On November 10, I had the pleasure of attending a one-day conference hosted by the Public Policy Forum on Social Innovation. MaRS, Social Innovation Generation, Imagine Canada and HRSDC also provided support to the conference. With 100 attendees representing policy, public service, research and the private sectors and with representation from across Canada (I had the pleasure of sitting with Eastern Canadians).
The event provided a forum for open dialogue, and with 100 people present, that was an impressive feat. The Public Policy Forum encouraged participants to share information throughout the day, and I was one of many who were ‘tweeting’ interesting nuggets on good practices on social innovation.
In addition to panels of practitioners who shared their experiences and examples of social innovation, highlighted speakers were Janice Charette, HRSDC Deputy Minster and SSHRC President Dr. Chad Gaffield. Dr. Gaffield shared the leadership role that SSHRC has played in supporting research to enable social innovation. He gave a shout out to ResearchImapct, led by York University, as an example of Canadian university leadership in enabling social innovation. Dr. Gaffield stated a new integrated model of collaboration calls on university researchers to play a part. ResearchImpact is honoured to be playing a role to facilitate this new model of collaboration.

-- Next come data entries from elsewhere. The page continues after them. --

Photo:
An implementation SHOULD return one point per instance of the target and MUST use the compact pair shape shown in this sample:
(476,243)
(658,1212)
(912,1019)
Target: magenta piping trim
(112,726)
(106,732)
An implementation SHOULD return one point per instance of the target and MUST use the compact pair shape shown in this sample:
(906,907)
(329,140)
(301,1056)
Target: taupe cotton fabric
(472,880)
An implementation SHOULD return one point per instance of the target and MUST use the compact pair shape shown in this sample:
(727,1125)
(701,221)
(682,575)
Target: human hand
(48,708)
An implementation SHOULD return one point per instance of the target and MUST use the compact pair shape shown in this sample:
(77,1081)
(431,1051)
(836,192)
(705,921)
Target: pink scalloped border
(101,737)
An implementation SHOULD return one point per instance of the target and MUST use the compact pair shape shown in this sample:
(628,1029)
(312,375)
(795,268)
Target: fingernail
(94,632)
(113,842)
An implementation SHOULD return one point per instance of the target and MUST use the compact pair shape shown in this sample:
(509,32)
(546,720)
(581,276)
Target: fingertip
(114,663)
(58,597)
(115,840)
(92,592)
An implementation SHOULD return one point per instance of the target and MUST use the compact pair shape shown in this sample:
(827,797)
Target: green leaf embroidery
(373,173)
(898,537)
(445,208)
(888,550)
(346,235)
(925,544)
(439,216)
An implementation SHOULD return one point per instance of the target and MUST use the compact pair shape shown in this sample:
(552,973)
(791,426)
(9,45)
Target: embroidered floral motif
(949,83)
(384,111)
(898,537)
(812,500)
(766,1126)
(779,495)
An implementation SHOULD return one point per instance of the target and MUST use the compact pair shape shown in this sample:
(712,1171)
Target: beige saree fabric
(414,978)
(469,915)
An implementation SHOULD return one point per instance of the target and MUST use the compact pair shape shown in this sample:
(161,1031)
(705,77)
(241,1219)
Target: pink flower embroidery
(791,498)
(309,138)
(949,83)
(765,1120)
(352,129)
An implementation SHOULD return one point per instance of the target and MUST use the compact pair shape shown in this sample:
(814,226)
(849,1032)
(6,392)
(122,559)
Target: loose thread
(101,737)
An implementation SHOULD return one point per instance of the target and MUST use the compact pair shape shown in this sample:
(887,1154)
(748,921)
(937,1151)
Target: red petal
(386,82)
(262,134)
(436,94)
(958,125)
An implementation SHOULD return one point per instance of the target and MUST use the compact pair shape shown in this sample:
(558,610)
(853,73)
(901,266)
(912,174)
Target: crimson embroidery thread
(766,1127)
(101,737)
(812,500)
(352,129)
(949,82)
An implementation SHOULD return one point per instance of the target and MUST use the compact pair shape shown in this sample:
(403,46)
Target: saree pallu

There is strong leadership in Canada to move forward with an agenda of social innovation. Entrepreneurs, researchers, educators, policy makers, youth and even knowledge brokers have a place to help shape a social innovation agenda for the betterment of Canadians. Most important for me was the opportunity to witness that Social Innovation, like Knowledge Mobilization, is easiest understood from a practical place. I was honoured to be with so many leaders who make a positive contribution to Canadian society through their work.